2. It has some sort of connection to the plot. (In this case, Randy is releasing one woman from his life while gradually accepting another woman into his life.)
3. The subplot story line does not change the plot line but enhances it.
It's worth considering, however, that a subplot can, and often does, influence the course of the main plot. In our true crime story, for example, because Randy wanted a life with Maria, he made a conscious decision not to try and exact an "eye for an eye" revenge on his killer/neighbor, but to help in the guy's apprehension by the police. Without Maria's indirect influence on his life, Randy might have tried to exact a revenge that would have put him in jail for twenty years.

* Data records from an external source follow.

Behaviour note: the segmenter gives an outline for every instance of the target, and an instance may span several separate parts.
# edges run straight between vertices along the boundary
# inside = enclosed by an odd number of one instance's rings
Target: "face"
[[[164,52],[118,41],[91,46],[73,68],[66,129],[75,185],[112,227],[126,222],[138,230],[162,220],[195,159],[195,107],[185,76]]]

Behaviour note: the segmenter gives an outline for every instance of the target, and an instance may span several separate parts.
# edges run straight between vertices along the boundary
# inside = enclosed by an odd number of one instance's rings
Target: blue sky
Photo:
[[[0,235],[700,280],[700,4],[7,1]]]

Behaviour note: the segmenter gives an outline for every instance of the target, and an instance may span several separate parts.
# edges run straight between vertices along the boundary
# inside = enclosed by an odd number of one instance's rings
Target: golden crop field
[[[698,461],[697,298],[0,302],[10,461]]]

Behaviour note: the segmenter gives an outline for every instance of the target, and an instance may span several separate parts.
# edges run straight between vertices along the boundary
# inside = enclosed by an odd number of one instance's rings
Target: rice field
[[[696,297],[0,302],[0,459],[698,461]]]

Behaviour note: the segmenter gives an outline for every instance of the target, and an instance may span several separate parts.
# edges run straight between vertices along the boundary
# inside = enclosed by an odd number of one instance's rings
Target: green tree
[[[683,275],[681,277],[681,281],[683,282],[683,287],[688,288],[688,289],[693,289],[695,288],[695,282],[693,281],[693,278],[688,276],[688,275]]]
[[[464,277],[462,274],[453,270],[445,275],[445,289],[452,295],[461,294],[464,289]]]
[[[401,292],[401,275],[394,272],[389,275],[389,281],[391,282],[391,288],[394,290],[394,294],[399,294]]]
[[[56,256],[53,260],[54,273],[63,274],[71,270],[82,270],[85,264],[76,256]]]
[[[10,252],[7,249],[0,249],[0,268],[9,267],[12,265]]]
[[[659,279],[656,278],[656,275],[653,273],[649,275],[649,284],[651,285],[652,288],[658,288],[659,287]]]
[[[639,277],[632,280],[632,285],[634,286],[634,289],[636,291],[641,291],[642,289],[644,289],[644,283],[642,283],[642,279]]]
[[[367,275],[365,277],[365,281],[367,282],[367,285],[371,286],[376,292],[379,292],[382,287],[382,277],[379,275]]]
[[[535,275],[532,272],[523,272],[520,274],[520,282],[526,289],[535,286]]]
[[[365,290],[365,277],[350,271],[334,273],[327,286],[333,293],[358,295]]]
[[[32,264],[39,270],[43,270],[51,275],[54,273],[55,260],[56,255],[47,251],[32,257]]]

If, though, we were to think about this narrative in terms of fiction, another important element enters the picture. What if Maria was in cahoots with the killer? Her job was to romance Randy and divert him from achieving his goal of discovering and capturing the killer. At this point, Maria's story stops being a subplot of the main story line, even if she is still enhancing the emotional life of the main character, and her "subplot" becomes an integral part of the main story. Clearly, she has become one link in a chain of events that began with the murder of Randy's wife—and that now makes her part of the plot.
A subplot can be thought of as a sort of adjective that describes and enhances the noun that is the main plot. As a result, it doesn't include when Randy brushed his teeth, bought sauerkraut or turned on CNN. The subplot is not a collection of random events that somehow enhance the emotional life of the main characters; it is a specific path of events that tell a story.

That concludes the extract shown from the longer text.